Categories
Blog post

Running a cheap server

I’ve been running my own node on the fediverse for a little while now: pleroma.gidikroon.eu. That is mainly a hobby, but partly to learn from it as well. I had not done sysadmin before or set up my own server. This WordPress blog is one of those one-click affairs. I also believe that part of the promise of the fediverse is to be able to self-host your social media presence while staying in contact with others on other servers; I wanted to experience how that would work out.

If a server is only for personal use, you don’t need much resources. Some people install the software on a PC at home that they leave turned on. Others use a Raspberry Pi, a very cheap single board computer that you can get for under €50,-. Cheap cloud providers like Digital Ocean and Hetzner are popular too. There are also services that can run your fediverse server for you, like masto.host and spacebear.

I wanted to try using Amazon Web Services (AWS). The by far easiest setup as well as the cheapest (within AWS) is using Amazon Lightsail. The smallest server option is only $3,50 per month with everything included. If you calculate doing the same thing on Amazon EC2 (having a t3a.nano instance running full time with block storage, network traffic and an ip address) it is more expensive and you have to setup everything yourself. Lightsail (and Digital Ocean and Hetzner and others) are really easy and cheap for people who don’t want to spend a lot of effort in self-hosting something.
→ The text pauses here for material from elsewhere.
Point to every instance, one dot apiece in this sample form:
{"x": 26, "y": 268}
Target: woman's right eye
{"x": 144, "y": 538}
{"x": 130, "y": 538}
On this smallest server option I have run at the same time:

  • My Pleroma server (an ActivityPub server)
  • The PostgreSQL database
  • Another development Pleroma server (to test stuff)
  • A relay that receives and sends posts between fediverse servers

The Pleroma server was also subscribed to one of the busiest relays, so posts came in at a rate of about three per second, around the clock. I had however stopped the second Pleroma server a while ago.

So what are some of the things I learned so far? The main thing relates to cloud servers being ‘burstable’. This means that they can only run at full speed for short periods of time (up to around half an hour), after which the speed gets reduced to 5% of full capacity. Which is perfect for personal servers that only get visited occasionally. Not so much for a server that gets constant traffic 24/7.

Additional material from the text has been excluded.